PwC helps save 2,300 jobs with sale of vehicle repair business

07 September 2020 2 min. read

PwC has overseen the sale of Nationwide Accident Repair Services and a number of its subsidiaries, after being appointed for the company’s administration. While some 540 staff have been made redundant, over 2,300 jobs have been safeguarded by the deal.

For the last 25 years, Nationwide Accident Repair Services has been building a car repair business which today offers vehicle services of all kinds, from garages spread across the UK. Dealing with over 300,000 repair incidents per annum, Nationwide Accident Repair Services has 115 equipped Repair Centres, a UK wide Mobile Repair network, a UK wide mobile glass repair and replacement network, 21 Rapid Repair centres and an accident management and claims handling service, Nationwide boasts the broadest range of repair solutions and services in the industry today. This makes it the largest comprehensive automotive repairer in the UK.

2020 has been a tough year for businesses across the industrial gamut, however, not least in the automotive sector. With companies still recovering from an extended period where activity ground to a halt, Nationwide saw its cash reserves severely deplete amid the coronavirus pandemic. As a result, at the start of September, the firm was forced to appoint administrators from professional services giant PwC, as it sought to avoid being wound up.

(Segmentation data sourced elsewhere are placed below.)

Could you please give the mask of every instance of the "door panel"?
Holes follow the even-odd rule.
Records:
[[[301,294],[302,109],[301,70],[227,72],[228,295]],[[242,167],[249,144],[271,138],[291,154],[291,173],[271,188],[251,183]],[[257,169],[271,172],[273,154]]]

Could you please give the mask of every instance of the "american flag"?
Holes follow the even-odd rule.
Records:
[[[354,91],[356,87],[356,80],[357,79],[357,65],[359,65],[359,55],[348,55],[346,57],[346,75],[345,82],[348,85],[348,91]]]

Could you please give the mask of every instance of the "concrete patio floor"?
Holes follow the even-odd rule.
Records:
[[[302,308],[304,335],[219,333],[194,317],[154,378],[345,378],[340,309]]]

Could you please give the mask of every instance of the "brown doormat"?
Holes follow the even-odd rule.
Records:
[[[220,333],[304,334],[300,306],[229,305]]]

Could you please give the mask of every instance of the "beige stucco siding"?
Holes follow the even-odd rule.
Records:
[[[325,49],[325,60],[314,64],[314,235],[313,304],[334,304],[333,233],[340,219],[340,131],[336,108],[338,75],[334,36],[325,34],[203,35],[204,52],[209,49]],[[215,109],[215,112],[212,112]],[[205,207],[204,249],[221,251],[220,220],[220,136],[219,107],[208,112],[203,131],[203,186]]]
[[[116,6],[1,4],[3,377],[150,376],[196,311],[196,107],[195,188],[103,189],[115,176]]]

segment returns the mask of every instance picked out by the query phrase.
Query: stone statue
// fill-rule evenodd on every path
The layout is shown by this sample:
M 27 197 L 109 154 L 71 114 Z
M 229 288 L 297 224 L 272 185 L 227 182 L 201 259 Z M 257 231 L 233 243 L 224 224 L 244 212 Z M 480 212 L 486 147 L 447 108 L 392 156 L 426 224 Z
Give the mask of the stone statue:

PwC helps save 2,300 jobs with sale of vehicle repair business

Rachael Wilkinson and Rob Lewis of PwC were installed as joint administrators of the Witney headquartered firm, and immediately completed a sale for the majority of the group’s business and assets to RunMyCar, a subsidiary of Redde Northgate. While 540 roles and 30 sites were closed following the deal, the move safeguarded almost 2,350 roles across 80 sites including repair garages and back office functions. According to PwC, the sale reflects the underlying strength of the Nationwide business. 

Lewis commented, “As with many other businesses, the group had to weather major financial fallout due to the economic impact of Covid-19, which meant that trading volumes were significantly reduced.  Against that backdrop, the sale announced today reflects a significant positive outcome for the business, and we are especially pleased to have safeguarded 2,350 roles including apprentices, mechanics and technicians.”

The PwC team – which also included Neil Sumner, Minesh Rana, Shamil Shah, Tim Higgins, Sarah Richards, Amanda Hart, Rob Aspinall, Christina McGoldrick – maintained that Nationwide is better prepared to face a coming cycle of restructuring in the automotive sector. A release from the firm stated that refreshed lending agreements, cash conservation and supply chain management will be among the core factors firms in the industry will need to focus on.

Wilkinson added, “Companies across the automotive sector are still recovering... Some are only reaching a fraction of pre Covid-19 volumes despite reopening outlets. Consequently, the sector is set for a make or break rebalancing period over the next few months. Refreshed lending agreements, cash conservation and supply chain management will be key.”